500 plus Dunkelziffer

Aktuell seien rund 500 geflüchtete Ukrainern im Landkreis Wunsiedel gemeldet, erklärt Medienreferentin Anke Rieß-Fähnrich. Hinzu komme eine schwer abschätzbare Dunkelziffer. Denn die Ankömmlinge müssten sich nicht sofort registrieren, sondern hätten drei Monate Zeit dafür. Wer bei Verwandten oder Bekannten untergekommen sei und hoffe, bald in seine Heimat zurückzukehren, melde sich nicht unbedingt gleich offiziell an. Allerdings habe es zwei entscheidende Vorteile, sich registrieren zu lassen, betont Rieß-Fähnrich: Denn dann könnten die Geflüchteten Leistungen beantragen und dürften arbeiten.
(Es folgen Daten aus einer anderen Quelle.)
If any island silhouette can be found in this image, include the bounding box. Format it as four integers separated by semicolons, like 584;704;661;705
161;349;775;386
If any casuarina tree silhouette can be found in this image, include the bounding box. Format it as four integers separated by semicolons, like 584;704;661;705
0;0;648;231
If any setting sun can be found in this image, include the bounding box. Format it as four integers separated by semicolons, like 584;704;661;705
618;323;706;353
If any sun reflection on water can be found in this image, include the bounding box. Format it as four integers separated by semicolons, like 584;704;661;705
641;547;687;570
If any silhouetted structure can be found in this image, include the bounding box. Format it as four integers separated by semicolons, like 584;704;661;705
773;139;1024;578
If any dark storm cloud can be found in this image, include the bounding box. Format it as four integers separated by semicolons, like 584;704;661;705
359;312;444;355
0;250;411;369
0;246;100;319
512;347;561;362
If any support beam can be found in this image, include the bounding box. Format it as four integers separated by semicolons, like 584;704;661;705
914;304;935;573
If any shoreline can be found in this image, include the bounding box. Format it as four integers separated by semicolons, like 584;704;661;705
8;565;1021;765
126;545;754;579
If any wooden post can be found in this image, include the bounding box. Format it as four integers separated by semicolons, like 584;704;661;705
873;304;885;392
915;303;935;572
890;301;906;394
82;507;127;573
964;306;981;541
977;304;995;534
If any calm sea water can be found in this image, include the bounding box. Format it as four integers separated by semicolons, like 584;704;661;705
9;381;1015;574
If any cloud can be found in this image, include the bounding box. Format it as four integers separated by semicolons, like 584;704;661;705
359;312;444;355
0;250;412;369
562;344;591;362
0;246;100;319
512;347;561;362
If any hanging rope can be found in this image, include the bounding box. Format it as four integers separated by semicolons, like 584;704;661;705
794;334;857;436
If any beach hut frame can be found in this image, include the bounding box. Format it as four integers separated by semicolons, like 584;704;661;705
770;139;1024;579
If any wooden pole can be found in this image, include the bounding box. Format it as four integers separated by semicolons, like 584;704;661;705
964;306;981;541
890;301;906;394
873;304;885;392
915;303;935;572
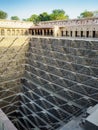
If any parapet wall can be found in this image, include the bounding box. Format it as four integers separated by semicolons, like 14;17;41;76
0;37;98;130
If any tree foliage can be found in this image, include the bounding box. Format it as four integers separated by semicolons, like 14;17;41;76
27;9;69;23
0;10;8;19
78;10;94;18
11;16;20;20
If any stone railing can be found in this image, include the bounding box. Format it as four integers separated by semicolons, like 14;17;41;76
39;18;98;26
0;20;34;28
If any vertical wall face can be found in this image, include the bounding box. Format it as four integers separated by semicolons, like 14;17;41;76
0;37;29;119
0;37;98;130
20;38;98;130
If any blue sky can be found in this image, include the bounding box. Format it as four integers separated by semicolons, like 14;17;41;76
0;0;98;19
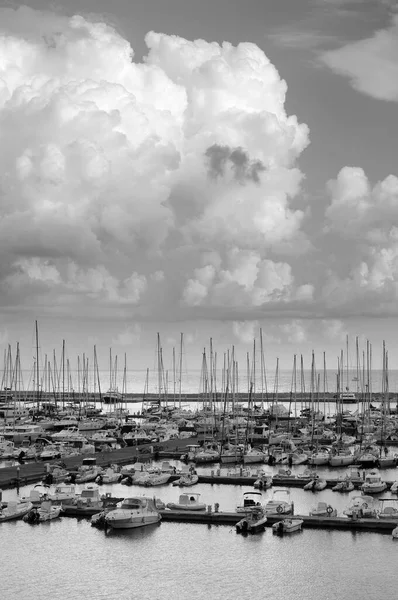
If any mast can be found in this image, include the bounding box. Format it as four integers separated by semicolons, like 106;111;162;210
35;321;40;411
179;333;184;408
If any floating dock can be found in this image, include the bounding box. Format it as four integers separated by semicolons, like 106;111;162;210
159;507;398;533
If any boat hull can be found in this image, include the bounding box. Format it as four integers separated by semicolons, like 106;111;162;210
105;515;161;529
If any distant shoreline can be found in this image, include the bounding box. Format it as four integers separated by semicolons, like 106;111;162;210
0;391;398;405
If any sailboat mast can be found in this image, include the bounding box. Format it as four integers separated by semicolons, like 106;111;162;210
35;321;40;411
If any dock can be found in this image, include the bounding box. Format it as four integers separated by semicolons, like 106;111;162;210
0;438;197;490
159;506;398;533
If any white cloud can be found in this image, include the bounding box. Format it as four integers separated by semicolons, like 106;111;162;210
0;7;313;318
112;323;141;347
232;321;259;344
320;15;398;102
322;167;398;313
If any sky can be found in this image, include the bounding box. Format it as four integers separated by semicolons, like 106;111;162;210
0;0;398;390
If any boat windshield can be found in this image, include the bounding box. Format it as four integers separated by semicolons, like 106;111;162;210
121;498;147;510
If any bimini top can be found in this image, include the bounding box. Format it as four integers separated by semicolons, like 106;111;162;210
120;496;153;510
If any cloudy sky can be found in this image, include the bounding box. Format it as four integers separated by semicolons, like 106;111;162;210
0;0;398;390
Mahlzeiten im Jugendzentrum

In Marktredwitz wird gerade die Dreifachsporthalle im Schulzentrum zur zentralen Erstaufnahmeeinrichtung im Fichtelgebirge umfunktioniert. Eine Busladung mit rund 50 Personen könne hier vorübergehend unterkommen, erklärt die städtische Pressesprecherin Claudia Hiergeist. Das Bamberger Ankerzentrum unterrichte das Wunsiedler Landratsamt meist sehr kurzfristig, wann Busse ankämen. Dann kümmerten sich die Verantwortlichen mit Mitarbeitern der der Stadtverwaltung, der Feuerwehr, des BRK und der Integrationsstelle um alles Weitere.
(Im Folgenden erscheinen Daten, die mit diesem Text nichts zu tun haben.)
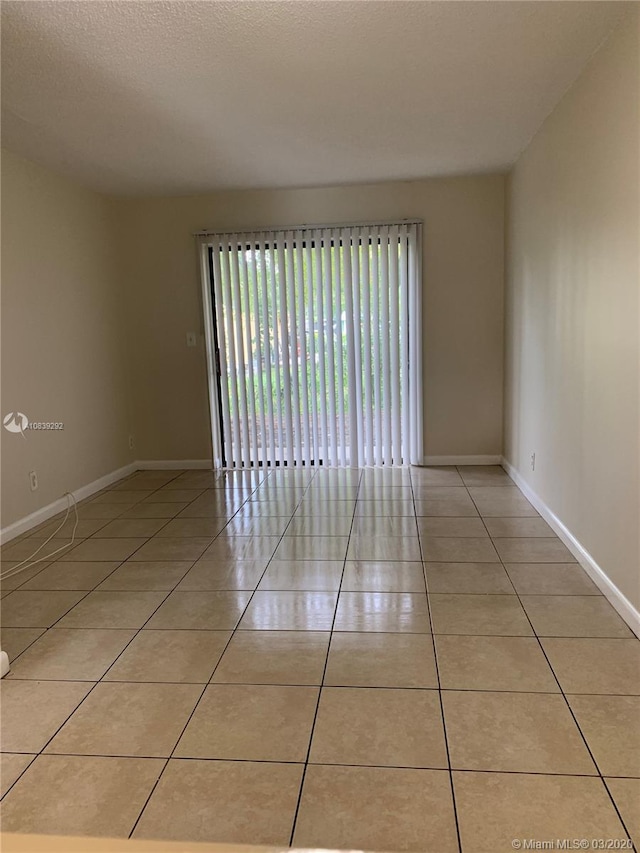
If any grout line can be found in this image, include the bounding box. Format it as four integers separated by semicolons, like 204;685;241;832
467;470;631;840
128;466;315;838
5;469;635;844
289;469;362;847
409;469;462;853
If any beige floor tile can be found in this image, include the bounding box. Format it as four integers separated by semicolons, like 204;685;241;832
469;486;538;518
134;759;302;847
157;516;227;540
542;638;640;696
212;631;330;685
239;592;338;631
120;501;189;518
177;496;242;518
259;560;343;592
98;560;192;592
2;755;164;838
95;518;167;539
175;684;319;762
131;536;211;562
356;498;416;521
453;772;625;853
567;696;640;780
293;766;458;853
418;516;489;538
0;590;86;628
247;479;306;505
347;536;422;562
114;470;180;489
225;515;288;536
505;563;601;595
358;481;413;501
0;560;56;598
411;465;464;488
413;483;469;501
324;632;438;688
89;489;153;504
0;626;45;661
22;560;120;590
0;536;71;563
273;536;349;560
178;557;269;591
0;678;93;752
240;501;304;520
520;595;633;638
493;537;576;563
342;560;425;593
247;489;302;516
37;513;108;539
484;517;555;539
57;590;166;628
144;489;205;503
429;593;533;637
46;682;202;758
467;482;523;501
422;536;499;563
360;467;411;486
424;563;515;595
0;752;35;797
605;779;640;849
334;592;431;634
435;635;559;693
104;630;231;684
309;687;448;768
7;628;135;681
204;532;280;560
416;496;478;518
147;590;251;631
442;690;597;776
78;500;130;519
351;515;418;538
64;537;147;563
458;465;513;487
298;480;358;501
280;515;352;536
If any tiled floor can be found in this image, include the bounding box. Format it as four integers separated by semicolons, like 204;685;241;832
1;467;640;853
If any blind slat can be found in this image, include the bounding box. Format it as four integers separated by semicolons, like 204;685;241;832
203;223;422;467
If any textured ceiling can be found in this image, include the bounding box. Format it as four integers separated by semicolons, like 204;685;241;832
2;0;625;195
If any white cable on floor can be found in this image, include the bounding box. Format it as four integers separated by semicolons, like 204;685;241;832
0;492;80;581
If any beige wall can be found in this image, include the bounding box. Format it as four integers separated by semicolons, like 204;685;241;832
118;175;504;459
505;13;640;607
0;151;131;527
Wie lange die Dreifachsporthalle Erstaufnahmeeinrichtung bleibe, hänge von der Entwicklung des Krieges ab, sagt Claudia Hiergeist . Aktuell sei nur ein Hallenteil nicht für sportliche Zwecke nutzbar, zwei stünden für Schul- und Vereinssport zur Verfügung.

Das ändere sich, sobald Flüchtlinge in Marktredwitz ankämen. Dann baue das BRK in der Dreifachturnhalle einen Bereich mit Essen und Trinken auf sowie Tische, an denen Waren wie Hygieneartikel und Babynahrung verteilt würden, erklärt Hiergeist. Geplant sei, dass die Geflüchteten ihre Mahlzeiten im großen Veranstaltungsraum des Jugendzentrums Löschwerk einnehmen.

Landkreis erwartet Zuweisungen

Klar: Zunächst sei es wichtig, dass jeder ein Dach über dem Kopf habe. „Doch wer will schon länger in einer Turnhalle bleiben?“, fragt Anke Rieß-Fähnrich. Ziel sei daher, die Neuankömmlinge nach ein paar Tagen in der Marktredwitzer Turnhalle in Wohnungen umzusiedeln. Allerdings werde dies trotz der großen Hilfsbereitschaft immer schwieriger. Denn nicht nur die Ukrainer aus den Notunterkünften im Fichtelgebirge wollten in eigene Wohnungen umziehen. Der Landkreis bekomme von der Regierung zusätzlich weitere Geflüchtete zugewiesen – mit dem Auftrag, sie zu beherbergen.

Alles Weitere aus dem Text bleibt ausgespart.